By Prof. Bob Hutkins, PhD, University of Nebraska Lincoln, USA
Many ISAPPers remember when fermented foods attracted hardly any serious attention from scientists outside the field. Certainly, most clinicians and health professionals gave little notice to fermented foods. In the decades before there were artisan bakeries and microbreweries proliferating on Main Street USA, even consumers did not seem very interested in fermented foods.
When I began my graduate program at the University of Minnesota in 1980, I was very interested in microbiology, but I did not know a lot about fermented foods. Accordingly, I was offered two possible research projects. One involved growing flasks of Staphylococcus aureus, concentrating the enterotoxins, feeding that material to lab animals, and then waiting for the emetic response.

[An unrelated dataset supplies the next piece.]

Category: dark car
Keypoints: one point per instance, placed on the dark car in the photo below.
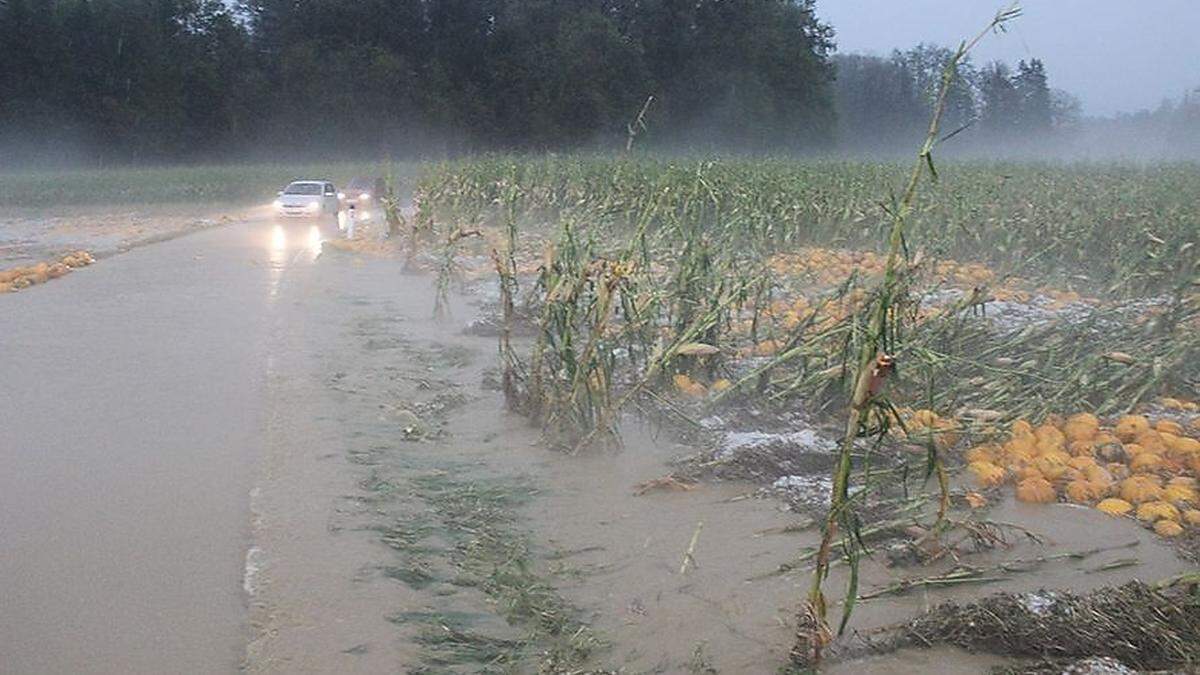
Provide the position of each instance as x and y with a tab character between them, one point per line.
363	192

My other option was to study how the yogurt bacterium, Streptococcus thermophilus, metabolized lactose in milk. This was the easiest career choice ever, and the rest, as they say, is history.
Indeed, that lab at Minnesota was one of only a handful in North America that conducted research on the physiology, ecology, and genetics of microbes important in fermented foods. Of the few labs in North America delving into fermented foods, most emphasized dairy fermentations, although some studied vegetable, meat, beer, wine, and bread fermentations. Globally, labs in Europe, Japan, Korea, Australia, and New Zealand were more engaged in fermented foods research than we were in North America, but overall, the field did not draw high numbers of interested researchers or students.
That’s not to say there weren’t exciting and important research discoveries occurring. Most research at that time was focused on the relevant functional properties of the microbes. This included carbohydrate and protein metabolism, flavor and texture development, tolerance to acid and salt, bacteriocin production, and bacteriophage resistance. Despite their importance, even fewer labs studied yeasts and molds, and the focus was on lactic acid bacteria.
Other researchers were more interested in the health benefits of fermented foods. Again, yogurt and other cultured dairy foods attracted the most interest. According to PubMed, there were about 70 randomized clinical trials (RCTs) with yogurt as the intervention between 1981 and 2001. Over the next 20 years, there were more than 400 yogurt RCTs.
Fast forward a generation or two to 2021, and now fermented foods and beverages are all the rage. Certainly, having the molecular tools to sequence genomes and interrogate entire microbiomes of these foods has contributed to this new-found interest. Scanning the recent literature, there are dozens of published papers on microbiomes (and metabolomes) of dozens of fermented foods, including kombucha (and their associated symbiotic cultures of bacteria and yeast, known as SCOBYs), kefir, kimchi, beer (and barrels), cheese (and cheese rinds), wine, vinegar, miso and soy sauce, and dry fermented sausage.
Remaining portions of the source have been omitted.